Faltou honestidade na educação de muita gente
Isabel Clemente - Revista Época - 23/11/2014 - Rio de Janeiro, RJ
Esse conceito essencial deveria constar do manual básico sobre criação de filhos
Criar filhos felizes é a meta de todos. Queremos entregar ao mundo pessoas bem resolvidas e capazes de correr atrás dos próprios sonhos. Para obter sucesso, temos à nossa disposição informações sobre o que funciona e não funciona. Mas criança é uma folha em branco e sempre será. Ela aprende o tempo todo por palavras, gestos e omissões - esse misterioso tripé do exemplo.
Então, me pergunto quais foram os exemplos cruciais na formação das ex-crianças que estão aí mostrando como a prática da corrupção ficou entranhada na engrenagem de um país.
Eu me pergunto onde foi que erraram os pais dessas ex-crianças que prometeram devolver os milhões de dólares roubados quando ninguém estava olhando. Eu me pergunto de onde vem a falha de caráter desses que desviam, mentem, fraudam e acumulam pelo vício de ter cada vez mais. O que eles aprenderam em casa sobre honestidade, conceito que deveria vir `de berço`, se berço não for expressão em desuso? Não me refiro a origem supostamente nobre ou humilde de uma pessoa, mas da casa de onde ela saiu. É na casa, em família, que conversas íntimas prosperam e lições elementares são passadas e repassadas diariamente.

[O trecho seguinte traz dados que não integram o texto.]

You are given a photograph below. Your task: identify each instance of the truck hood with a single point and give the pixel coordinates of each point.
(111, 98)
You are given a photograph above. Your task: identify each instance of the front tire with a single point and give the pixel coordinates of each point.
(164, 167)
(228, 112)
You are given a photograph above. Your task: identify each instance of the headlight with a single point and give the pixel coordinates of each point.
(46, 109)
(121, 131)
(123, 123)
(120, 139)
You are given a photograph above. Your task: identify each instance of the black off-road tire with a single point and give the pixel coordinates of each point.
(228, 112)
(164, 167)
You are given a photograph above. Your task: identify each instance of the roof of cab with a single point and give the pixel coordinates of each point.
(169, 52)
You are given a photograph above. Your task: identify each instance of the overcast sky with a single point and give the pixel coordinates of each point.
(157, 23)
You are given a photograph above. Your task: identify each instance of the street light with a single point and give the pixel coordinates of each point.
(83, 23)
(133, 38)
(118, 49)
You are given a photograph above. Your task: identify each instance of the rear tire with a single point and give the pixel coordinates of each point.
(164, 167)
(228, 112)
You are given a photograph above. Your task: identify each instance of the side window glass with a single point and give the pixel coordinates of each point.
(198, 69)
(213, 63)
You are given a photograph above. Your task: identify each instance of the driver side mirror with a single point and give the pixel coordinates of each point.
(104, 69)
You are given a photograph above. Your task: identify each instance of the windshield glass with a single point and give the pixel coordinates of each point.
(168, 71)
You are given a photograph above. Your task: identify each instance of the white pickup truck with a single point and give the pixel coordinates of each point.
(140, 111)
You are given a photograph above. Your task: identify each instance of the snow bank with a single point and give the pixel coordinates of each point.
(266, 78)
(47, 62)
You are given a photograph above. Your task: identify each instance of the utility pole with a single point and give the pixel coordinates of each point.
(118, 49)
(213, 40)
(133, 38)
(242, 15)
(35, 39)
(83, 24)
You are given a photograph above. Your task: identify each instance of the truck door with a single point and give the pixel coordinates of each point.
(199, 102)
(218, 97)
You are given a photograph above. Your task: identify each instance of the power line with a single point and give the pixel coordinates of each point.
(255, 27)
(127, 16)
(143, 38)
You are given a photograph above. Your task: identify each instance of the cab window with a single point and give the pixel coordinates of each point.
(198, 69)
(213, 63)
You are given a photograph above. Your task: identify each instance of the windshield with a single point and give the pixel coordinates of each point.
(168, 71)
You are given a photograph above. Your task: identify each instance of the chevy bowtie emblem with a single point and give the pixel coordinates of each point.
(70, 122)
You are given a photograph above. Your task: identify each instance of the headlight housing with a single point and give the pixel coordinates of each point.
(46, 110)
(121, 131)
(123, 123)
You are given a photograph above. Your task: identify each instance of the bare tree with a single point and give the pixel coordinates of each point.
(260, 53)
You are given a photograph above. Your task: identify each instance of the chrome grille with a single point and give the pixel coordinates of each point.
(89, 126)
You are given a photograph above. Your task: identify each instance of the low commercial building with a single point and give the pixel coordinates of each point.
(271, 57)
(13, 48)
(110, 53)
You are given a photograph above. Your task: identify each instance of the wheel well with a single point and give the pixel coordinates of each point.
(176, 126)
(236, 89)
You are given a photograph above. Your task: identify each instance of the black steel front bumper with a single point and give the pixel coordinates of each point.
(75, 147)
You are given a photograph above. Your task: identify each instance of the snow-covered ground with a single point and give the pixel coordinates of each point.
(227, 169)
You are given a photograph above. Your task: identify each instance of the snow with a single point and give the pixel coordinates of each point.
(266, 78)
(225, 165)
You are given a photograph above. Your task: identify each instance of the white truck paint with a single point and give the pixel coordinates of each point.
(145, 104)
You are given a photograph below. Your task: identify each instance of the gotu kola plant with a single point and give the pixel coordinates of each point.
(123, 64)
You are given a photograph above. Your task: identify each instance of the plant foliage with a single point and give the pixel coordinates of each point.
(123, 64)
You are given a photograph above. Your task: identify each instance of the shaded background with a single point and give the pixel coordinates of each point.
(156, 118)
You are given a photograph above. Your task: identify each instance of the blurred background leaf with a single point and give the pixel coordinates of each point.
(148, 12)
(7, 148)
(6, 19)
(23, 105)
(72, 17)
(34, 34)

A gente ensina nossos filhos a se importarem com os outros quando limpamos a tábua da privada no banheiro público, depois de segurá-los no alto para fazer xixi. A gente ajuda nossos filhos a desenvolverem noção de coletividade quando explicamos que eles não podem pegar doces demais da mesa do aniversário - além de passar mal, vão deixar menos para outras crianças. Há uma incrível oportunidade de conversar sobre ética quando não deixamos eles furarem filas e os obrigamos a procurar o dono do `brinquedo sem dono`. Contribuímos com a formação de uma pessoa honesta ao dizer para ela, ainda pequena, que é errado se apropriar daquilo que não lhe pertence, qualquer que seja o valor. O senso de Justiça é plantado na cabecinha de uma criança quando mostramos a ela a importância de não monopolizar o balanço no parque quando há outras crianças esperando a vez. E mais: que não adianta fingir que não viu. Eis aí um tema sobre o qual você não irá errar se for rígido demais. Ensinar honestidade deveria constar do mais básico dos manuais sobre educação de filhos.
Nada impede que uma pessoa aprenda, sozinha, a lição esquecida em casa. Alicerces frouxos são milagrosamente trocados por bases sólidas quando o tempo, esse sábio professor, ministra suas aulas. Tudo é possível. Honestidade não é diferenciar o certo do errado, ideias que podem mudar de lugar diante das armadilhas que a vida nos apresenta. Honestidade é uma virtude que se exercita com o outro. Ela vive nos detalhes da vida em comunidade e sobrevive até quando fazemos escolhas erradas para nós mesmos. Por isso, seja honesto, meu filho.